- Film poster
- Directed by: Mario Mattoli
- Written by: Vittorio Metz Marcello Marchesi
- Produced by: Lorenzo Pegoraro
- Starring: Totò Isa Barzizza Giuditta Rissone Fulvia Franco
- Cinematography: Tino Santoni
- Edited by: Giuliana Attenni
- Music by: Nino Rota
- Production company: ENIC
- Distributed by: ENIC
- Release date: 30 December 1948;
- Running time: 88 minutes
- Country: Italy
- Language: Italian

= Toto Tours Italy =

1948 film

Toto Tours Italy (Totò al giro d'Italia) is a 1948 Italian comedy film directed by Mario Mattoli and starring Totò. Location shooting took place around Italy including in Bologna and Milan. The film's sets were designed by the art director Piero Filippone.
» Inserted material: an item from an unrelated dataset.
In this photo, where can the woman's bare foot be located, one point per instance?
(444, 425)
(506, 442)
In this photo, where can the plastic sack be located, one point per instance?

The film features cameos of famous cyclists and other sportsmen of the time: Fausto Coppi, Gino Bartali, Fiorenzo Magni, Ferdi Kubler, Giordano Cottur, Gianni Ortelli, Oreste Conte, Adolfo Consolini, Louison Bobet, Briek Schotte, Amos Matteucci, Jean-Pierre Wimille, Ulisse Lorenzetti, Di Segni, Amadeo Deiana, Aldo Spoldi, Giuseppe Tosi, Camillo Achilli and Tazio Nuvolari.

==Plot==
Totò Casamandrei, a middle-aged high school professor, sells his soul to the Devil to win the Giro d'Italia and impress the young Doriana, a cycling fan.

==Cast==
- Totò as Prof. Toto' Casamandrei
- Isa Barzizza as Doriana
- Giuditta Rissone as Signora Casamandrei
- Fulvia Franco as Miss Italia
- Walter Chiari as Bruno
- Carlo Ninchi as Dante Alighieri
- Luigi Catoni as Nerone
- Mario Castellani as Renato Stella, allenatore
- Carlo Micheluzzi as Il Diavolo
- Alda Mangini as Gervasia
- Ughetto Bertucci as Armando
- Gino Bartali as himself
- Fausto Coppi as himself

==Bibliography==
- Brunetta, Gian Piero. The History of Italian Cinema: A Guide to Italian Film from Its Origins to the Twenty-first Century. Princeton University Press, 2009.